The land of the what? The home of the who?


Is this really what we’ve become? Glenn Greenwald explains:

Decadent governments often spawn a decadent citizenry. A 22-year-old Nebraska resident was arrested yesterday for waterboarding his girlfriend as she was tied to a couch, because he wanted to know if she was cheating on him with another man; I wonder where he learned that? There are less dramatic though no less nauseating examples of this dynamic. In The Chicago Tribune today, there is an Op-Ed from Jonah Goldberg — the supreme, living embodiment of a cowardly war cheerleader — headlined: “Why is Assange still alive?” It begins this way:

    I’d like to ask a simple question: Why isn’t Julian Assange dead? . . . WikiLeaks is easily among the most significant and well-publicized breaches of American national security since the Rosenbergs gave the Soviets the bomb. . . .

    So again, I ask: Why wasn’t Assange garroted in his hotel room years ago?

    It’s a serious question.

He ultimately concludes that “it wouldn’t do any good to kill him, given the nature of the Web” — whatever that means — and reluctantly acknowledges: “That’s fine. And it’s the law. I don’t expect the U.S. government to kill Assange, but I do expect them to try to stop him.” What he wants the Government to do to “stop” Assange is left unsaid — tough-guy neocons love to beat their chest and demand action without having the courage to specify what they mean — but his question (“Why isn’t Julian Assange dead?”) was published in multiple newspapers around the country today.

Christian Whiton, a former Bush State Department official, wasn’t as restrained in his Fox News column last week, writing:

    Rather, this [the WikiLeaks disclosure] is an act of political warfare against the United States. . . . .Here are some of the things the U.S. could do: . . .Explore opportunities for the president to designate WikiLeaks and its officers as enemy combatants, paving the way for non-judicial actions against them.

I emailed Whiton and told him I’d like to do a podcast interview with him for Salon about his WikiLeaks proposal and he replied: “Thank you for the invitation, but I am starting a trip tomorrow and will be on a plane just about all day.” I replied that it didn’t have to be the next day — I’d be happy to do it any day that was convenient for him — and he then stopped answering ….

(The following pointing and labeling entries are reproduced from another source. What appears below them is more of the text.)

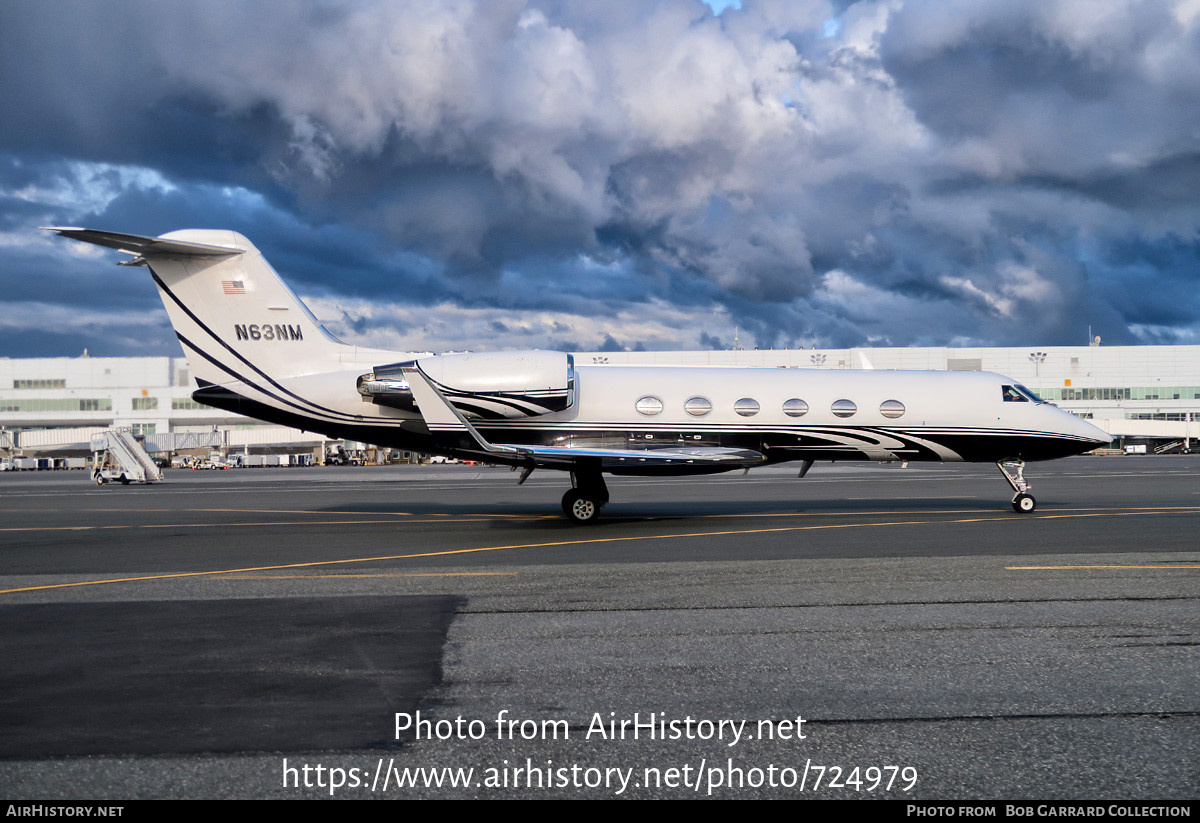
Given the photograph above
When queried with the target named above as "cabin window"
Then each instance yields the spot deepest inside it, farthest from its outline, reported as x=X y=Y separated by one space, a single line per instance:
x=747 y=407
x=796 y=408
x=648 y=404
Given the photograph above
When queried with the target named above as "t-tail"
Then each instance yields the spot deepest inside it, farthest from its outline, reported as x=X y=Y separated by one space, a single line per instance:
x=234 y=317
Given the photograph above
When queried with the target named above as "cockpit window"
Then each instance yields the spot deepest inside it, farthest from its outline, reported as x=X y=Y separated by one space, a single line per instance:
x=1019 y=394
x=1029 y=394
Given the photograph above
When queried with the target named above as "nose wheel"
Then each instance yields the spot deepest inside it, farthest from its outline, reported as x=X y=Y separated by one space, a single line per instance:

It was only Tuesday that various guests, including former NSC Director for Defense Strategy Kori Schake and former Ambassador to Iraq Ryan Crocker, explained on KCRW’s To the Point that there wasn’t anything particularly significant about the latest WikiLeaks release, save for its volume. Still, though, we see journalists like Goldberg, or former Bush administration officials, suggesting severe actions against WikiLeaks and its founder, Julian Assange.

Are we really—really—so frightened by information? Would we support other nations that attempt to suppress public information about what the governments are doing? Would we not protest suggestions that whistleblowers should be assassinated or imprisoned as enemy combatants?

What ever happened to “the land of the free and the home of the brave”? How is it that “transparency” has become a political buzzword in the United States? More than bombs and bullets, it seems information brings night terrors to some, who feel that truth is anathema, and those who seek it ought to be punished harshly.

People don’t want transparency. They want someone to blame, to hate, to condemn. This is a fairly common psychological phenomenon; as people feel more and more alienated by the world around them, they seek some means of exercising a degree of authority. To blame and condemn satiates the hunger for a time, but that satisfaction is fleeting. For the Goldbergs, Whitons, and other warmongers of our age, the missions abroad have been disastrous blows against their identity politics. To admit and accept that the Iraqi Bush Adventure should never have happened, and the mission in Afghanistan was played to lose from the outset, is too great a burden for their identity complexes, so they must find someone or something to blame for every appearance of failure and injustice; the something is truth, and the someone is whoever brings it.

This is what we’ve come to. This is what we want. What I can’t figure, though, is why.